29 Ocak 2024 Pazartesi

NAMI DİĞER LENDUHA

Arkadaşım pencerenin yanına oturdu, başını dışarı çevirdi ve ayy! dedi, ne çirkin olmuş!

Bitişik çatıdaki, İskender Lahdi adını taktığım talihsiz masa/oturma adası teşebbüsünü diyordu.



Kolaya kaçıp ben onu artık görmüyorum bile dedim. (Bir söz, düşünce tamamen dışımda olduğunda öyle yapıyorum; bir yere varacağından kuşku duyarak uzun uzadıya kendi tavrımı, konumumu açıklamaya girişmek yerine basmakalıp bir cevapla ya da hiç katılmadığım şeyi onaylayarak geçiştiriyorum.)

Oysa tam tersine, onu görüyor, seyrediyor, zevk duyuyorum.

Çünkü arşivindeki nice eser, akım, görüntünün bıraktığı izleri harmanlayan gözüm, bu lenduhayı ince ince işliyor.

Demir iskeletini kaplayan yekpare taş değil, sıkıştırılmış tozu imiş ki bel verdi. Ortasında oluşan çukura su doluyor. Bu gölcük, yağmurlarda genişleyip kenarlara kadar yayılan bir içdenize dönüşüyor. (Damlaların hafif yağışta sakin, sağanaklar ve rüzgarlarda yüzeyi döven vuruşları!.) Buranın eksik olmayan toz toprağı gölcüğün etrafına evvelki yüzyıl sonlarının bungun yağlıboya tablolarına seçilen yaldızlı oval çerçeveler misali kenarlar oluşturacak şekilde kat kat birikip ıslanıyor. Gökyüzü, ufalıp genişleyen bu birikintideki yansımasıyla bütüne katılıyor. Şafağın kızıldan dönen renkleri, renk renk bulut, duru mavi, derin lacivert yatağında çeşitli halleriyle ay, içinden geçen kargalar, martılar, turuncu-sarı gün sonları..

Tam taş bile olmayan bu ölü doğmuş ve hayat da verilmemiş (hemen hiç kullanılmadı) lenduha, benim kaçırmak bir yana, yapıştırdığım gözümde makbul bir obje olup çıktı!

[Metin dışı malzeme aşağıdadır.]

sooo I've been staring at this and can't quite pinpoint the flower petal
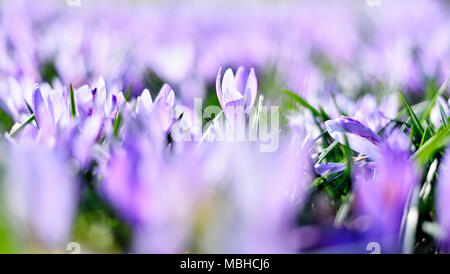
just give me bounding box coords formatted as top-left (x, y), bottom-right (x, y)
top-left (234, 66), bottom-right (247, 95)
top-left (325, 117), bottom-right (381, 159)
top-left (244, 68), bottom-right (258, 108)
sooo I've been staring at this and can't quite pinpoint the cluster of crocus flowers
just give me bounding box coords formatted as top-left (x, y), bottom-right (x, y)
top-left (0, 65), bottom-right (314, 253)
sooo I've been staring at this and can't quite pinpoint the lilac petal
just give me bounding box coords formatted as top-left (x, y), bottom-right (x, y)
top-left (315, 163), bottom-right (346, 176)
top-left (325, 116), bottom-right (381, 159)
top-left (244, 68), bottom-right (258, 108)
top-left (153, 84), bottom-right (177, 132)
top-left (216, 66), bottom-right (224, 110)
top-left (221, 68), bottom-right (244, 106)
top-left (74, 113), bottom-right (103, 165)
top-left (221, 68), bottom-right (236, 94)
top-left (93, 77), bottom-right (107, 113)
top-left (141, 89), bottom-right (153, 109)
top-left (75, 84), bottom-right (92, 104)
top-left (379, 93), bottom-right (399, 120)
top-left (155, 84), bottom-right (175, 108)
top-left (137, 89), bottom-right (153, 114)
top-left (32, 84), bottom-right (46, 128)
top-left (3, 142), bottom-right (78, 248)
top-left (234, 66), bottom-right (248, 95)
top-left (353, 130), bottom-right (419, 249)
top-left (46, 94), bottom-right (55, 125)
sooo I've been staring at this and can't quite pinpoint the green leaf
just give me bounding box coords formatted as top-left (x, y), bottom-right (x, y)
top-left (439, 102), bottom-right (448, 128)
top-left (124, 85), bottom-right (133, 102)
top-left (419, 126), bottom-right (430, 148)
top-left (113, 112), bottom-right (122, 139)
top-left (0, 108), bottom-right (14, 133)
top-left (399, 91), bottom-right (424, 137)
top-left (413, 123), bottom-right (450, 164)
top-left (341, 137), bottom-right (353, 176)
top-left (69, 83), bottom-right (77, 117)
top-left (282, 88), bottom-right (330, 120)
top-left (421, 79), bottom-right (449, 123)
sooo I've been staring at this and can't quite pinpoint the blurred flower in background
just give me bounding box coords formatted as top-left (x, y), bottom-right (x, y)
top-left (0, 139), bottom-right (78, 250)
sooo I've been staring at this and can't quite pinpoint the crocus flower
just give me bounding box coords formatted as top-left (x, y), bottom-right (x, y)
top-left (353, 131), bottom-right (419, 252)
top-left (32, 84), bottom-right (57, 142)
top-left (152, 84), bottom-right (176, 132)
top-left (195, 141), bottom-right (312, 253)
top-left (101, 130), bottom-right (205, 253)
top-left (1, 139), bottom-right (78, 250)
top-left (216, 67), bottom-right (257, 115)
top-left (0, 76), bottom-right (35, 122)
top-left (71, 113), bottom-right (104, 166)
top-left (325, 116), bottom-right (382, 159)
top-left (353, 93), bottom-right (398, 133)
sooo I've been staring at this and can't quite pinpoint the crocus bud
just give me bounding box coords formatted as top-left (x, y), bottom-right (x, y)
top-left (216, 66), bottom-right (258, 114)
top-left (325, 116), bottom-right (381, 159)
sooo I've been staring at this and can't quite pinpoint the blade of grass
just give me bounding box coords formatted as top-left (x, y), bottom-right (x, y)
top-left (310, 129), bottom-right (328, 148)
top-left (124, 85), bottom-right (133, 102)
top-left (69, 83), bottom-right (77, 117)
top-left (315, 140), bottom-right (338, 164)
top-left (419, 159), bottom-right (439, 200)
top-left (378, 100), bottom-right (429, 136)
top-left (113, 112), bottom-right (122, 139)
top-left (25, 100), bottom-right (33, 114)
top-left (8, 114), bottom-right (35, 138)
top-left (421, 79), bottom-right (449, 123)
top-left (439, 102), bottom-right (448, 128)
top-left (399, 91), bottom-right (424, 137)
top-left (282, 88), bottom-right (330, 120)
top-left (413, 123), bottom-right (450, 164)
top-left (335, 193), bottom-right (354, 227)
top-left (341, 137), bottom-right (354, 176)
top-left (419, 126), bottom-right (430, 148)
top-left (401, 186), bottom-right (420, 254)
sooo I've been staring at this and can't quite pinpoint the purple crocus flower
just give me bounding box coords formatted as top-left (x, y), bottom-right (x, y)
top-left (353, 131), bottom-right (419, 252)
top-left (216, 67), bottom-right (257, 114)
top-left (193, 141), bottom-right (312, 253)
top-left (71, 113), bottom-right (104, 166)
top-left (153, 84), bottom-right (176, 132)
top-left (131, 83), bottom-right (177, 137)
top-left (0, 76), bottom-right (35, 122)
top-left (1, 139), bottom-right (78, 250)
top-left (31, 84), bottom-right (58, 143)
top-left (353, 93), bottom-right (399, 133)
top-left (101, 130), bottom-right (205, 253)
top-left (325, 116), bottom-right (382, 159)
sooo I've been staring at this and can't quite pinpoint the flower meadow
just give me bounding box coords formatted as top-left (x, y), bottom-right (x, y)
top-left (0, 0), bottom-right (449, 254)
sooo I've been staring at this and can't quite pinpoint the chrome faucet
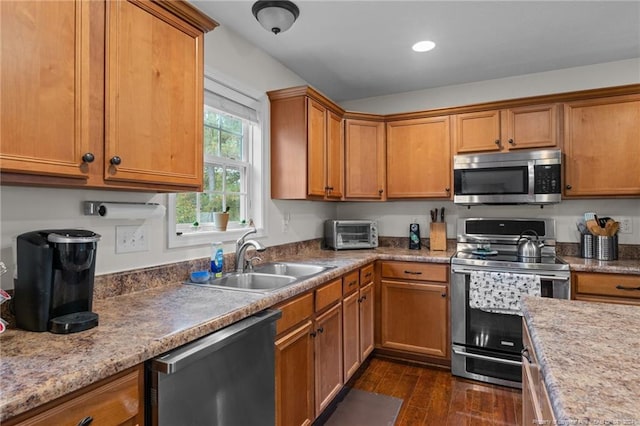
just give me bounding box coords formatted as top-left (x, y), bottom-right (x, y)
top-left (235, 228), bottom-right (266, 273)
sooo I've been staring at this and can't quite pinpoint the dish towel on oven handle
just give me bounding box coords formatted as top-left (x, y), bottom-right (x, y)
top-left (469, 271), bottom-right (541, 316)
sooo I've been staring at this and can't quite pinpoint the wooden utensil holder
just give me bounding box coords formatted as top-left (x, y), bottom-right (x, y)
top-left (430, 222), bottom-right (447, 251)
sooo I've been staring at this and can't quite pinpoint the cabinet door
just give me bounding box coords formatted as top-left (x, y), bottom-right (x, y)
top-left (380, 280), bottom-right (449, 358)
top-left (504, 104), bottom-right (559, 150)
top-left (307, 98), bottom-right (327, 197)
top-left (325, 111), bottom-right (344, 199)
top-left (564, 94), bottom-right (640, 197)
top-left (275, 320), bottom-right (314, 426)
top-left (342, 291), bottom-right (360, 382)
top-left (0, 1), bottom-right (91, 179)
top-left (314, 303), bottom-right (343, 415)
top-left (454, 110), bottom-right (501, 153)
top-left (359, 281), bottom-right (375, 361)
top-left (105, 0), bottom-right (204, 189)
top-left (387, 116), bottom-right (451, 198)
top-left (344, 119), bottom-right (386, 199)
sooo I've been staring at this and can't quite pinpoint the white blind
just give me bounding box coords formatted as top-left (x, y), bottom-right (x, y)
top-left (203, 75), bottom-right (259, 124)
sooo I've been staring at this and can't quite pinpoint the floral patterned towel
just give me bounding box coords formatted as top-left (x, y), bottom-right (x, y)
top-left (469, 271), bottom-right (541, 316)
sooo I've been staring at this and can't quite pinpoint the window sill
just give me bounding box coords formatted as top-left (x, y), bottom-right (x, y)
top-left (168, 227), bottom-right (265, 248)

Güzel değil. Ama ifade ve algıyı genişletme, derinleştirme gücü ile tanımlarsak bir sanat nesnesi artık.

Bakışımı an’a, onun tekrarlanmazlığına, dinamizmine sonuna kadar açmasıyla önüme konan hazır bir sanat eserinin olduğundan çok daha zenginleştirici.